Home > Books > Something to Hide(Inspector Lynley #21)(261)

Something to Hide(Inspector Lynley #21)(261)

Author:Elizabeth George

“Then why not finish her off? She’s a doctor, after all. She’d check for vital signs, wouldn’t she?”

And here they were, at the tricky part. Barbara hated what she had to tell him.

NEW END SQUARE

HAMPSTEAD

NORTH LONDON

“You knew she was hurt,” Nkata said to Rosie. They’d gone outside, into the large garden at the front of the house. He’d led her down the steps from the porch, beneath the massive wisteria vine, and along a path that edged the lawn. Midway was a weathered teak bench spotted with lichen and growing grey moss. He’d gestured to it and she’d sat cooperatively. So had he. “The sculpture was on the floor, and she was unconscious, and tha’s how you let her stay.”

Rosie met his gaze with her own although she didn’t reply.

He said, “What I can’t work out is why you di’n’t ring 999.”

She said, “I don’t know what you’re talking about.”

He’d brought a copy of the shot they had from the digital film, catching her as she exited the building. He said, “I ’xpect you know what night this was taken.”

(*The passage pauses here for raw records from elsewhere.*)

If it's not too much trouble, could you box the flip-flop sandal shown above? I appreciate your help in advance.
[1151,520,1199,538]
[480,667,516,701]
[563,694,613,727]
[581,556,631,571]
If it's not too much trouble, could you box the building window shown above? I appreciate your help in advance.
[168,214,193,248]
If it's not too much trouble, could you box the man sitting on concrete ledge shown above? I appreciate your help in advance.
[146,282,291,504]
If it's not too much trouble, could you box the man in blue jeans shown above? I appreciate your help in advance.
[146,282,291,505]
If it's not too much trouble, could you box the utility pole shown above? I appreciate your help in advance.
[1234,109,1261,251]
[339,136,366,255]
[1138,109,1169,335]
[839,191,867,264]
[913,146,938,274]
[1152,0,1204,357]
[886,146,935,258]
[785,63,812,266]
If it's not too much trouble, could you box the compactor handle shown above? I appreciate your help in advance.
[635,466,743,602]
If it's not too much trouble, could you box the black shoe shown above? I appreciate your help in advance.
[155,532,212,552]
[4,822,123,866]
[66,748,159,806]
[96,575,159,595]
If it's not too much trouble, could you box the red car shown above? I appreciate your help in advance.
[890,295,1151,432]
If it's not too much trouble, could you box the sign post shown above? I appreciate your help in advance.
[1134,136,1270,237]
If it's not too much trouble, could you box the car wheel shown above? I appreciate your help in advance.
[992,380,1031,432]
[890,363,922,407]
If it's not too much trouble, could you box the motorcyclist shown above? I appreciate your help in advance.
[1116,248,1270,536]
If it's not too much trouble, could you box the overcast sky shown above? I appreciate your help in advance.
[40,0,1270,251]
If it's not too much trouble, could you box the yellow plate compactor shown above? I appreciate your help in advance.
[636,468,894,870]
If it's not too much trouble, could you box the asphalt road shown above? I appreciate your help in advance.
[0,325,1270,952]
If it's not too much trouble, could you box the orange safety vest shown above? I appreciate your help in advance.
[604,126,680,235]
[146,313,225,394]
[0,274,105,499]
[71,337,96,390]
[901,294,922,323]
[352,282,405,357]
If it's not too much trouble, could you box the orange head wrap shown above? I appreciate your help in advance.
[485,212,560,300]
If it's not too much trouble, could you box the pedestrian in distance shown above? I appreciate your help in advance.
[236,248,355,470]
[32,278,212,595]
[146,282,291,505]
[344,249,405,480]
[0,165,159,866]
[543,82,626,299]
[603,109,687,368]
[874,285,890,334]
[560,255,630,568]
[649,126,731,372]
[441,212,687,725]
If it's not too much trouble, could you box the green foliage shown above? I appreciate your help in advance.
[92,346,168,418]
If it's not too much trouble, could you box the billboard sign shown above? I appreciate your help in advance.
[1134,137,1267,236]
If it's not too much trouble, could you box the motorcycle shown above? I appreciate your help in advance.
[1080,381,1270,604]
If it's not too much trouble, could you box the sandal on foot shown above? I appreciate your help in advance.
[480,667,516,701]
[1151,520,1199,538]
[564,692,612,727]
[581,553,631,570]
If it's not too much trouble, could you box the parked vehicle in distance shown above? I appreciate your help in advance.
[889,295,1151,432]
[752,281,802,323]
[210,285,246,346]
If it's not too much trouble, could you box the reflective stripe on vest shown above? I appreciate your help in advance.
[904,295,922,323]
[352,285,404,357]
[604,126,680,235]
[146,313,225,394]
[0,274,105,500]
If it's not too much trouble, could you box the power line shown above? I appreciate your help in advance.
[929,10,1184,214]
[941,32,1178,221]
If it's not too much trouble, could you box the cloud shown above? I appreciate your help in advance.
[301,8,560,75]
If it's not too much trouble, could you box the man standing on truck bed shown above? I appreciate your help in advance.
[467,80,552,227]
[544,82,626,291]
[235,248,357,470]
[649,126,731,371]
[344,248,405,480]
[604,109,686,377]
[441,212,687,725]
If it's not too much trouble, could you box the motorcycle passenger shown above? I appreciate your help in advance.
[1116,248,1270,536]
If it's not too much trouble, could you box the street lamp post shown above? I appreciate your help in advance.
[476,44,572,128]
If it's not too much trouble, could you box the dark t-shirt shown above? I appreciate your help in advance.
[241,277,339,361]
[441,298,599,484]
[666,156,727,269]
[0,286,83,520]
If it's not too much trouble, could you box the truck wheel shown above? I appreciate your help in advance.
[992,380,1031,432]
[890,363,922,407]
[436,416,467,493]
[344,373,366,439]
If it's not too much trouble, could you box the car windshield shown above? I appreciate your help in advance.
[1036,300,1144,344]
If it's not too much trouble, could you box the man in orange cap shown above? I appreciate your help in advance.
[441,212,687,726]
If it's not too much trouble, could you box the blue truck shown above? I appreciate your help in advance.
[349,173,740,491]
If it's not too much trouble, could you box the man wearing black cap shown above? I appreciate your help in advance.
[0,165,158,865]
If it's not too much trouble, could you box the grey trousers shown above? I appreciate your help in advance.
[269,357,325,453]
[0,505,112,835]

She took it from him and examined it. She said, “I don’t, actually. Why don’t you tell me?”

“The night she got the cosh on her head is when. Tha’s when this was taken. DS Havers—you met her already—she’s taking a copy of this round the flats in Streatham. Tha’s just a formality, though. You were there and you saw her on the floor.”

“If she was unconscious, isn’t that going to be difficult for you to prove?”

“Would’ve been,” he admitted. “But happens Teo wasn’t alone. The woman who coshed her with the sculpture was still in the flat.”

“I don’t believe you. You’re trying to—”

“She heard you knock, Rosie. Then she heard the door. Then she heard you come in, but by then she’d got herself into the bedroom and hidden herself. She heard you come upon Teo and then she heard you say her name, couple of times this was. What she di’n’t hear was a call being made to 999. What she di’n’t hear was you doing anything at all to help your sister. What she did hear was you leaving. Which is wha’ she did herself soon ’s you were safely gone, cos she di’n’t want to risk someone else walking in on her.”

“Even if I did that, even if I left Teo where she was, it wasn’t a crime.”

“Not coming to someone’s aid? You’ve got tha’ right, you do. I’s not a crime, that. But I got to say it takes a special kind of person to leave someone—an’ a sibling at that—like you did. It makes me wonder what you were . . . I dunno . . . afraid of? I got guesses but not much more ’nless you tell me.”

Rosie looked away from him then. She raised her hand to acknowledge the greeting of another inhabitant of New End Square. She finally said, “She was going to have him back. How d’you think that felt?”

“You’re speakin’ of Ross Carver?”

“Who else?”

“An’ how did you know this? She tell you ’s much?”

“I could tell.”

“From her?”

“From Ross. She texted him that she wanted to speak to him and I could see everything on his face. I could see that the moment she crooked her finger, he would go to her and that was how it would always be. She knew I was pregnant by him, and she was intending to destroy my life. So yes, when I saw her on the floor, I left her there and allowed fate to decide things.”

“You got lucky, then, di’n’t you? Very badly wrong is what it was and the luckiest part of all for you was that Ross Carver di’n’t understand what was happening to Teo cause she came round when he found her. ’Nstead of calling emergency, he helped her to bed. An’ the rest is the rest.”

“I didn’t hurt her,” Rosie said. “I didn’t even touch her.” She reached for his hand and covered it with her own. “I didn’t want her to die. How could I have done? She was my sister.” Her voice quavered and he reckoned her eyes were about to drop tears down her cheeks and onto her coverall. He found that he felt stony at this. He didn’t like what this said about him: that someone’s anguish did not touch him.

Then she cleared his conscience with a single question, “You won’t tell my parents what I did, will you?” and he knew that the quaver in her voice and the tears in her eyes were part and parcel of the performance art at which she so excelled.